TC : Une petite ville pas loin de la capitale Copenhague. Tu sais, Copenhague est une petite ville de toutes façons, très facile à vivre. C’est difficile à expliquer car c’est ma maison. Tu n’es jamais allé à Copenhague ? Tu devrais…
ANR : Est-ce que DIZZY MIZZ LIZZY a été influencé par des groupes Danois ?
TC : Oui, un bon nombre, mais ils sont inconnus ici. Je pense à un groupe des années 1970 nommé Gasolin, qui peut être considéré comme les Beatles Danois, et qui était très influencé par les Beatles. Ils chantaient en Danois, un peu en Anglais, mais leurs chansons écrites en Danois traduites en Anglais sonnaient épouvantables. J’ai grandi avec les Beatles, c’est dans mon ADN musical. J’aime tous les albums des Beatles, surtout « Abbey Road » que j’ai vénéré étant gamin. J’aime également beaucoup la période d’Hambourg…
ANR : L’état d’esprit à Hambourg est assez proche de celui de Copenhague ?
TC : Assez oui. Il y a beaucoup de similitudes. Sinon, je collectionne les disques obscurs. Je suis un grand collectionneur de disques. En ce moment, j’écoute Gojira, comme je te l’ai dit tout à l’heure, ainsi qu’un groupe US assez Sludge qui s’appelle Pelican. Ils sont très bons, ils ne jouent que des morceaux instrumentaux. Sinon, j’écoute toujours les grands classiques : Black Sabbath, Led Zeppelin, etc… Et les groupes des années 1990 : Soundgarden, Alice in Chains, Stone Temple Pilots. Récemment, j’ai regardé le film documentaire sur Oasis qui vient de sortir, ça m’a rappelé à quel point leurs mélodies étaient bonnes.

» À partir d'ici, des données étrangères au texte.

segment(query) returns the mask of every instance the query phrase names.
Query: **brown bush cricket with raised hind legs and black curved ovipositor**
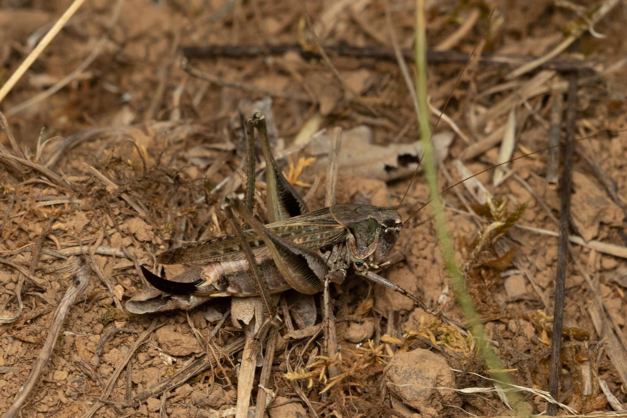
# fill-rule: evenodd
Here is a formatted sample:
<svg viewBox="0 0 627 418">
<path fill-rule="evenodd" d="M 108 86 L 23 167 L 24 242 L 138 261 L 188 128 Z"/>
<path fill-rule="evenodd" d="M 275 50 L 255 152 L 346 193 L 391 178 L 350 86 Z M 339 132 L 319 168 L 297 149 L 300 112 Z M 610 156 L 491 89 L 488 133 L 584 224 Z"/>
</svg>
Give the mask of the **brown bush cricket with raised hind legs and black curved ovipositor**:
<svg viewBox="0 0 627 418">
<path fill-rule="evenodd" d="M 270 223 L 266 225 L 252 215 L 255 128 L 267 169 Z M 429 311 L 416 296 L 370 271 L 389 264 L 382 261 L 394 248 L 403 227 L 396 210 L 365 204 L 335 204 L 308 211 L 305 201 L 278 169 L 261 113 L 246 123 L 246 149 L 246 206 L 234 194 L 229 194 L 224 204 L 234 234 L 186 244 L 161 254 L 162 264 L 197 267 L 174 280 L 161 278 L 142 267 L 150 285 L 170 295 L 262 296 L 270 314 L 266 321 L 280 325 L 271 294 L 293 288 L 313 295 L 322 290 L 325 280 L 341 283 L 352 268 L 354 273 L 407 296 Z M 250 229 L 242 231 L 233 212 Z"/>
</svg>

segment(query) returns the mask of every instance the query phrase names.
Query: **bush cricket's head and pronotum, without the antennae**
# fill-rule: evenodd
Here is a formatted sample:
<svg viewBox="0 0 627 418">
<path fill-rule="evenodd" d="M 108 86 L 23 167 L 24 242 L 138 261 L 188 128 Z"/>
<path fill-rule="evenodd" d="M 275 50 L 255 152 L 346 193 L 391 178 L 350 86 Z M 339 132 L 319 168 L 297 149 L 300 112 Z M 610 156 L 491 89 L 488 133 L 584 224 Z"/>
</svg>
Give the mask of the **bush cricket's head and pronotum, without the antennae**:
<svg viewBox="0 0 627 418">
<path fill-rule="evenodd" d="M 379 263 L 392 251 L 401 232 L 401 215 L 388 207 L 341 204 L 331 206 L 330 212 L 349 231 L 352 261 Z"/>
</svg>

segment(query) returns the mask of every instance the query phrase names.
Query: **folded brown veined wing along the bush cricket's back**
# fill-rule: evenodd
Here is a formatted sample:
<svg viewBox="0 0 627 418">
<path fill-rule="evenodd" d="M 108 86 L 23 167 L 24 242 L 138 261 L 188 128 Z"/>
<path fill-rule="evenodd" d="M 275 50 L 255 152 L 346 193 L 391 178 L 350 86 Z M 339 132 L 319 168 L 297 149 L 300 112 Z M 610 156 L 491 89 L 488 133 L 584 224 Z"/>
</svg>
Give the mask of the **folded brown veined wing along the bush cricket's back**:
<svg viewBox="0 0 627 418">
<path fill-rule="evenodd" d="M 339 243 L 346 238 L 346 228 L 333 219 L 328 207 L 267 224 L 266 227 L 282 238 L 312 249 Z M 253 251 L 266 246 L 252 229 L 246 229 L 244 235 Z M 223 235 L 170 249 L 159 256 L 159 263 L 206 264 L 245 257 L 235 236 Z"/>
</svg>

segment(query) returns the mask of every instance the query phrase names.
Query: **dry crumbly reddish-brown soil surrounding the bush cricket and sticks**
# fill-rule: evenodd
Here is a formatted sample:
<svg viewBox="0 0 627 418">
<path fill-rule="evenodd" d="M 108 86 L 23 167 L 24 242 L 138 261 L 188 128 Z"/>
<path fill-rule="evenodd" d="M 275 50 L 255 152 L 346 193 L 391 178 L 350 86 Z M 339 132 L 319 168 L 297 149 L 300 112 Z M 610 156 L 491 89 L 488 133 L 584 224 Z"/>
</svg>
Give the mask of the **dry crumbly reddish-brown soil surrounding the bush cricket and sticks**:
<svg viewBox="0 0 627 418">
<path fill-rule="evenodd" d="M 0 83 L 70 3 L 0 0 Z M 244 160 L 238 110 L 246 117 L 253 108 L 264 108 L 268 117 L 271 112 L 270 127 L 275 130 L 271 139 L 277 154 L 304 144 L 322 128 L 327 128 L 329 137 L 332 128 L 344 128 L 344 136 L 354 138 L 353 145 L 343 150 L 352 157 L 342 162 L 337 201 L 393 207 L 415 167 L 411 152 L 403 147 L 413 147 L 418 138 L 416 114 L 394 60 L 330 53 L 342 83 L 324 61 L 293 49 L 273 56 L 190 58 L 189 66 L 197 75 L 205 74 L 204 80 L 181 69 L 183 46 L 300 43 L 312 48 L 314 41 L 304 29 L 299 2 L 129 0 L 112 21 L 116 4 L 87 1 L 1 105 L 19 149 L 12 149 L 5 133 L 0 133 L 0 144 L 14 155 L 24 155 L 35 167 L 46 165 L 57 176 L 23 163 L 13 164 L 17 167 L 13 171 L 0 164 L 0 221 L 6 219 L 0 227 L 0 314 L 4 318 L 0 325 L 0 411 L 9 407 L 26 382 L 48 337 L 55 306 L 71 286 L 71 274 L 59 268 L 70 265 L 71 259 L 83 258 L 83 249 L 87 263 L 99 268 L 100 274 L 92 274 L 87 290 L 66 316 L 63 332 L 22 416 L 82 416 L 103 399 L 105 386 L 114 370 L 125 367 L 122 361 L 127 356 L 129 367 L 112 381 L 112 391 L 104 399 L 107 403 L 95 416 L 219 416 L 212 409 L 230 416 L 228 410 L 236 404 L 241 352 L 222 361 L 221 367 L 169 387 L 166 395 L 134 400 L 195 357 L 219 355 L 219 347 L 241 338 L 243 332 L 231 320 L 219 322 L 230 305 L 224 299 L 187 313 L 128 315 L 117 310 L 118 301 L 124 305 L 142 290 L 134 263 L 122 250 L 152 267 L 155 254 L 164 249 L 228 231 L 219 205 L 227 192 L 241 191 L 241 177 L 233 170 L 237 165 L 243 168 Z M 428 1 L 428 43 L 435 48 L 450 41 L 445 50 L 469 53 L 495 9 L 475 58 L 488 53 L 541 56 L 574 33 L 577 24 L 585 25 L 599 4 L 582 0 Z M 604 4 L 614 8 L 593 31 L 584 32 L 578 43 L 579 58 L 594 63 L 598 72 L 581 78 L 577 137 L 618 131 L 627 125 L 624 4 Z M 347 41 L 391 51 L 381 1 L 307 1 L 307 7 L 323 44 Z M 403 48 L 413 44 L 414 10 L 412 1 L 391 1 L 393 28 Z M 469 19 L 476 21 L 464 30 Z M 91 59 L 90 54 L 95 55 L 93 62 L 60 91 L 21 106 Z M 442 107 L 455 86 L 462 64 L 429 63 L 428 93 L 435 108 Z M 504 127 L 510 110 L 517 118 L 514 155 L 547 146 L 552 108 L 567 78 L 551 68 L 506 78 L 516 66 L 477 59 L 468 64 L 446 108 L 446 115 L 466 140 L 455 135 L 452 144 L 444 147 L 448 156 L 443 167 L 450 170 L 451 179 L 440 170 L 440 187 L 460 177 L 453 161 L 473 143 Z M 412 65 L 409 68 L 413 71 Z M 539 81 L 530 86 L 532 80 Z M 259 99 L 265 102 L 245 102 Z M 436 118 L 434 112 L 432 124 Z M 357 131 L 351 131 L 356 127 Z M 449 132 L 450 123 L 441 120 L 436 135 L 452 137 Z M 314 146 L 320 139 L 319 135 L 280 160 L 303 194 L 310 191 L 310 184 L 319 184 L 310 196 L 310 208 L 324 201 L 326 164 L 303 169 L 306 164 L 299 165 L 298 159 L 314 155 L 322 161 L 324 149 L 320 154 Z M 317 146 L 328 142 L 328 137 L 322 137 Z M 498 145 L 488 148 L 465 160 L 470 172 L 488 168 L 497 159 Z M 608 133 L 578 142 L 576 149 L 571 234 L 582 237 L 585 245 L 582 241 L 572 244 L 574 258 L 567 263 L 559 399 L 577 412 L 589 413 L 618 409 L 627 401 L 627 385 L 624 380 L 621 384 L 621 370 L 625 379 L 627 367 L 627 138 L 624 133 Z M 382 164 L 386 150 L 389 154 Z M 497 187 L 492 185 L 493 172 L 477 177 L 493 196 L 508 199 L 508 211 L 529 202 L 517 227 L 497 245 L 483 248 L 478 258 L 472 256 L 473 241 L 489 222 L 485 217 L 475 222 L 453 192 L 443 197 L 452 208 L 446 216 L 456 255 L 466 266 L 466 285 L 488 337 L 495 342 L 492 347 L 502 367 L 511 369 L 510 379 L 538 390 L 548 388 L 557 238 L 519 226 L 557 231 L 552 217 L 559 216 L 559 187 L 547 182 L 546 154 L 510 164 Z M 598 165 L 597 172 L 584 156 Z M 263 174 L 258 180 L 263 199 Z M 524 184 L 529 184 L 530 191 Z M 608 184 L 614 185 L 614 196 Z M 466 201 L 475 202 L 466 188 L 458 187 L 458 192 Z M 9 202 L 11 196 L 14 204 Z M 403 219 L 427 196 L 424 178 L 418 175 L 399 209 Z M 476 191 L 475 196 L 485 194 Z M 263 210 L 259 212 L 263 218 Z M 382 274 L 464 325 L 430 215 L 426 207 L 404 227 L 396 245 L 400 261 Z M 512 246 L 515 254 L 499 258 Z M 623 258 L 608 251 L 622 251 Z M 168 277 L 178 271 L 179 266 L 166 268 Z M 23 310 L 11 320 L 18 311 L 16 291 L 21 282 Z M 407 298 L 372 288 L 357 278 L 347 278 L 331 293 L 342 357 L 314 358 L 320 354 L 322 334 L 315 340 L 279 338 L 265 385 L 271 391 L 266 416 L 512 414 L 495 392 L 424 389 L 492 387 L 488 380 L 468 373 L 489 375 L 472 339 L 431 321 Z M 286 296 L 289 303 L 295 295 Z M 603 303 L 604 311 L 595 298 Z M 314 300 L 317 313 L 307 309 L 297 313 L 298 306 L 292 306 L 292 321 L 281 330 L 282 335 L 312 323 L 313 318 L 305 318 L 307 313 L 314 313 L 314 322 L 320 323 L 320 298 Z M 154 320 L 161 327 L 130 352 Z M 109 332 L 113 328 L 124 330 Z M 613 337 L 599 344 L 608 332 Z M 416 351 L 425 349 L 430 352 Z M 305 368 L 306 364 L 310 367 Z M 329 366 L 342 374 L 321 394 L 330 383 Z M 288 370 L 294 374 L 286 376 Z M 606 402 L 599 382 L 616 397 L 613 404 Z M 258 390 L 255 383 L 253 404 Z M 545 409 L 541 397 L 524 395 L 534 412 Z"/>
</svg>

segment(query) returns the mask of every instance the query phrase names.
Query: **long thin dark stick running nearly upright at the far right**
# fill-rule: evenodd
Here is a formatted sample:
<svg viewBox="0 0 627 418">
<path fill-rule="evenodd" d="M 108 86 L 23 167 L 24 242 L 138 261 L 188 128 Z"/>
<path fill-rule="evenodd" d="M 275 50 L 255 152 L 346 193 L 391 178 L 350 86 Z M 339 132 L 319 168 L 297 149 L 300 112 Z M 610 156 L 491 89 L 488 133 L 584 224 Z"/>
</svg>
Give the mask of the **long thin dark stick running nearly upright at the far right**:
<svg viewBox="0 0 627 418">
<path fill-rule="evenodd" d="M 566 258 L 568 253 L 568 226 L 571 216 L 571 184 L 573 140 L 575 138 L 575 117 L 577 113 L 577 73 L 569 75 L 568 107 L 566 110 L 566 146 L 564 148 L 564 171 L 561 183 L 561 207 L 559 211 L 559 239 L 557 247 L 557 274 L 555 284 L 555 308 L 553 321 L 553 338 L 551 354 L 551 371 L 549 372 L 549 392 L 557 399 L 559 375 L 562 370 L 562 320 L 564 316 L 564 284 L 566 282 Z M 557 405 L 550 403 L 547 414 L 557 414 Z"/>
</svg>

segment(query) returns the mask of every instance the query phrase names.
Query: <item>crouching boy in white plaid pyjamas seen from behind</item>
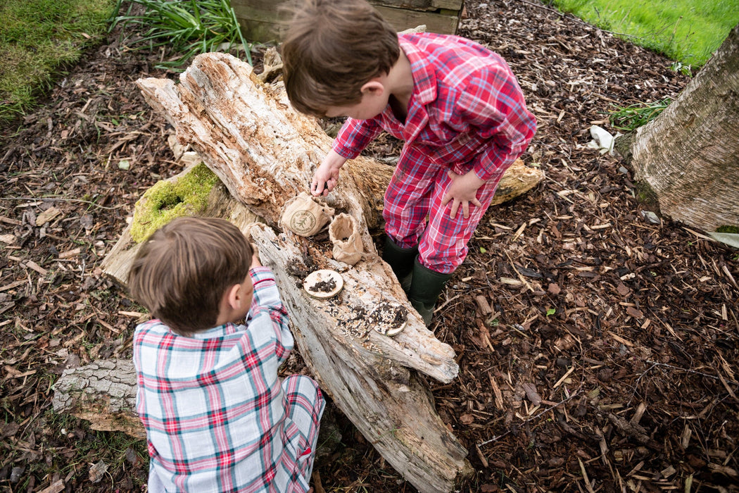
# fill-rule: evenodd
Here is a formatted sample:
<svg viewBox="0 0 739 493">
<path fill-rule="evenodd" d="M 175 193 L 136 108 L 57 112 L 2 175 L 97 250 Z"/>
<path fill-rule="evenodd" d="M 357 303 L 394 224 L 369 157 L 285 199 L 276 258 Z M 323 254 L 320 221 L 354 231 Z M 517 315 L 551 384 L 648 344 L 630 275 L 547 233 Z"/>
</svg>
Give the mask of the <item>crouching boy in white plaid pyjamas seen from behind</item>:
<svg viewBox="0 0 739 493">
<path fill-rule="evenodd" d="M 324 399 L 278 377 L 293 349 L 273 273 L 236 226 L 180 217 L 141 246 L 129 290 L 149 492 L 308 492 Z M 238 324 L 246 317 L 246 324 Z"/>
</svg>

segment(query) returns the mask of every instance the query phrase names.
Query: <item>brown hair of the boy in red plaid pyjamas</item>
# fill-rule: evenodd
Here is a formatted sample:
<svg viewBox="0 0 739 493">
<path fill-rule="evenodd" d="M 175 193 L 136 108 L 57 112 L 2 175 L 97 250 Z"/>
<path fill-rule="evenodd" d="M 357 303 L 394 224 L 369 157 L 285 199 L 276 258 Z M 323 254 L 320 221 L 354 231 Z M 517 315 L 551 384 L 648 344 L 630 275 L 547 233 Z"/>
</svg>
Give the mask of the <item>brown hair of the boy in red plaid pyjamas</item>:
<svg viewBox="0 0 739 493">
<path fill-rule="evenodd" d="M 361 86 L 400 56 L 398 33 L 364 0 L 305 0 L 282 42 L 287 98 L 299 112 L 361 101 Z"/>
</svg>

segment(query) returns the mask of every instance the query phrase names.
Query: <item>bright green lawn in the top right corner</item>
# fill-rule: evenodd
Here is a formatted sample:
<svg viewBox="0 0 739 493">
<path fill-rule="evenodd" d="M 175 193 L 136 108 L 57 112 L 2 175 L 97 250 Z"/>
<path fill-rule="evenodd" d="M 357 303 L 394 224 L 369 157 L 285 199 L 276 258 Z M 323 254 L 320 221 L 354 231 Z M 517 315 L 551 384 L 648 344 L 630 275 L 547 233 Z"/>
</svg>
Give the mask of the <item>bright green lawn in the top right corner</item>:
<svg viewBox="0 0 739 493">
<path fill-rule="evenodd" d="M 700 67 L 739 23 L 739 0 L 550 0 L 634 44 Z"/>
</svg>

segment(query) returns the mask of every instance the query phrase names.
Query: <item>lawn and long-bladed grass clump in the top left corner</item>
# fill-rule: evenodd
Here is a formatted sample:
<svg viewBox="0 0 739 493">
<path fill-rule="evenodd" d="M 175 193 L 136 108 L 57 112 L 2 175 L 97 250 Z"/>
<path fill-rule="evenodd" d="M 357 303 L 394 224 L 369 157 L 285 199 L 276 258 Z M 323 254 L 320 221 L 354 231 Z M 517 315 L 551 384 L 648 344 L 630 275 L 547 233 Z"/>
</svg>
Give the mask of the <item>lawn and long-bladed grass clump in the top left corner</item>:
<svg viewBox="0 0 739 493">
<path fill-rule="evenodd" d="M 132 0 L 143 13 L 120 10 L 121 0 L 0 0 L 0 124 L 32 110 L 65 67 L 115 24 L 142 30 L 140 47 L 179 52 L 162 67 L 182 68 L 192 56 L 241 43 L 229 0 Z"/>
</svg>

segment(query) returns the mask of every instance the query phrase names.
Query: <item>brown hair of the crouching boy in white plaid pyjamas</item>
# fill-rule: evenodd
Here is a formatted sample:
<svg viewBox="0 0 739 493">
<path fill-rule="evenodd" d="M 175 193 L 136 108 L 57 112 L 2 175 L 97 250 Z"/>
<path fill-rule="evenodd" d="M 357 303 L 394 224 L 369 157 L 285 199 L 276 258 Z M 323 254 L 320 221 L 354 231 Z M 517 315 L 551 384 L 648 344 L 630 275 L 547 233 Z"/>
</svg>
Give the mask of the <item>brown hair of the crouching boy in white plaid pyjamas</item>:
<svg viewBox="0 0 739 493">
<path fill-rule="evenodd" d="M 129 291 L 151 315 L 188 336 L 215 327 L 228 288 L 244 282 L 252 249 L 226 220 L 178 217 L 141 245 Z"/>
</svg>

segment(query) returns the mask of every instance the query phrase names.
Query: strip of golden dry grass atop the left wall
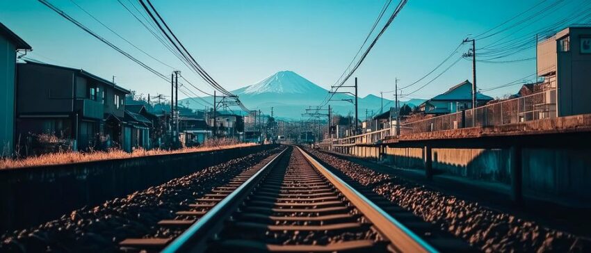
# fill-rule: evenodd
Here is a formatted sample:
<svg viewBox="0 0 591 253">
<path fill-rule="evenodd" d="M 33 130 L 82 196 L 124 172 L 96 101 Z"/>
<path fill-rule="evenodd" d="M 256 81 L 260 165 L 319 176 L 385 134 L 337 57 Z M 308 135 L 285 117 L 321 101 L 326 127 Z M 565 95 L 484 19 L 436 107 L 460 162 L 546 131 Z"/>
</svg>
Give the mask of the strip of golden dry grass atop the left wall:
<svg viewBox="0 0 591 253">
<path fill-rule="evenodd" d="M 57 165 L 67 163 L 81 163 L 88 161 L 102 161 L 109 159 L 119 158 L 132 158 L 139 156 L 156 156 L 161 154 L 181 154 L 191 152 L 203 152 L 218 149 L 231 149 L 234 147 L 248 147 L 256 145 L 254 143 L 242 143 L 235 140 L 220 139 L 220 140 L 209 140 L 204 142 L 202 145 L 197 147 L 185 147 L 176 150 L 165 150 L 165 149 L 152 149 L 146 150 L 142 148 L 134 149 L 133 152 L 127 153 L 120 149 L 113 149 L 108 152 L 58 152 L 53 154 L 43 154 L 41 156 L 23 158 L 23 159 L 11 159 L 2 158 L 0 160 L 1 169 L 11 168 L 24 168 L 39 165 Z"/>
</svg>

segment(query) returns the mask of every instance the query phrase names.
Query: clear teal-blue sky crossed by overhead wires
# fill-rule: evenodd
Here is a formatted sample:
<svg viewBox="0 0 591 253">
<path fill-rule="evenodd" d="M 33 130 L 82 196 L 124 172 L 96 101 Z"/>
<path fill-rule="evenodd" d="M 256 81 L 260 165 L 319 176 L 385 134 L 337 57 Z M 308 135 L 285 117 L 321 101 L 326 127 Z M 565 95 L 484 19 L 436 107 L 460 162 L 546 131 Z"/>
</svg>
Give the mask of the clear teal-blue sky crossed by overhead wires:
<svg viewBox="0 0 591 253">
<path fill-rule="evenodd" d="M 183 76 L 203 90 L 212 90 L 152 37 L 118 0 L 49 1 L 159 72 L 168 75 L 174 69 L 149 56 L 178 68 Z M 120 1 L 130 8 L 131 2 L 136 8 L 141 8 L 136 0 Z M 441 63 L 467 36 L 483 33 L 537 3 L 556 1 L 560 0 L 410 0 L 355 72 L 354 76 L 359 78 L 359 97 L 368 94 L 379 96 L 380 91 L 394 90 L 395 79 L 400 80 L 400 86 L 409 85 Z M 544 13 L 543 18 L 536 15 L 541 19 L 531 26 L 524 26 L 519 31 L 515 31 L 517 28 L 500 31 L 491 38 L 476 40 L 477 56 L 481 44 L 531 33 L 536 26 L 542 27 L 572 16 L 574 11 L 589 2 L 563 1 L 560 8 Z M 108 31 L 74 3 L 149 56 Z M 384 5 L 384 1 L 378 0 L 152 0 L 152 3 L 197 62 L 227 90 L 257 83 L 282 70 L 296 72 L 329 89 L 346 70 Z M 392 1 L 391 5 L 396 3 L 398 1 Z M 391 10 L 387 11 L 387 15 Z M 138 94 L 170 93 L 170 85 L 166 81 L 38 1 L 0 0 L 0 22 L 31 44 L 33 51 L 27 54 L 30 58 L 81 68 L 108 80 L 115 76 L 118 85 L 136 90 Z M 531 37 L 534 44 L 533 35 Z M 468 48 L 465 45 L 431 76 L 402 90 L 403 95 L 430 81 Z M 535 47 L 497 60 L 533 57 Z M 535 67 L 535 60 L 477 63 L 477 84 L 479 88 L 491 88 L 524 76 L 531 77 Z M 472 80 L 471 61 L 462 59 L 435 81 L 405 98 L 430 98 L 467 79 Z M 513 85 L 485 94 L 501 97 L 515 94 L 518 89 L 519 85 Z M 386 98 L 391 96 L 393 93 L 384 95 Z"/>
</svg>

ANR : Pour finir, une question à moitié « Danoise » et à moitié « Nineties » : où étiez-vous le 26 juin 1992, lorsque…
TC : (Rires) …le Danemark a gagné l’Euro de Football ? J’étais avec Martin le bassiste du groupe, nous étions encore des amateurs. On a célébré la victoire dans le jardin public de Copenhague. Il y avait des centaines de fans de Football dans les rues de la capitale. Le meilleur, c’est que ce jour-là, à peu près une heure après le coup de sifflet final, Nirvana a donné son légendaire concert sur la scène principale du Festival de Roskilde ! Incroyable.
ANR : Avez-vous rencontré les Stars Danoises de cette époque : Schmeichel, Larsen, Laudrup ?
TC : Non, tu sais, je n’ai jamais été un grand fan de Football même si je regarde les matchs. On est soit sport, soit musique chez nous au Danemark.
ANR : Chez nous aussi. Merci beaucoup Tim.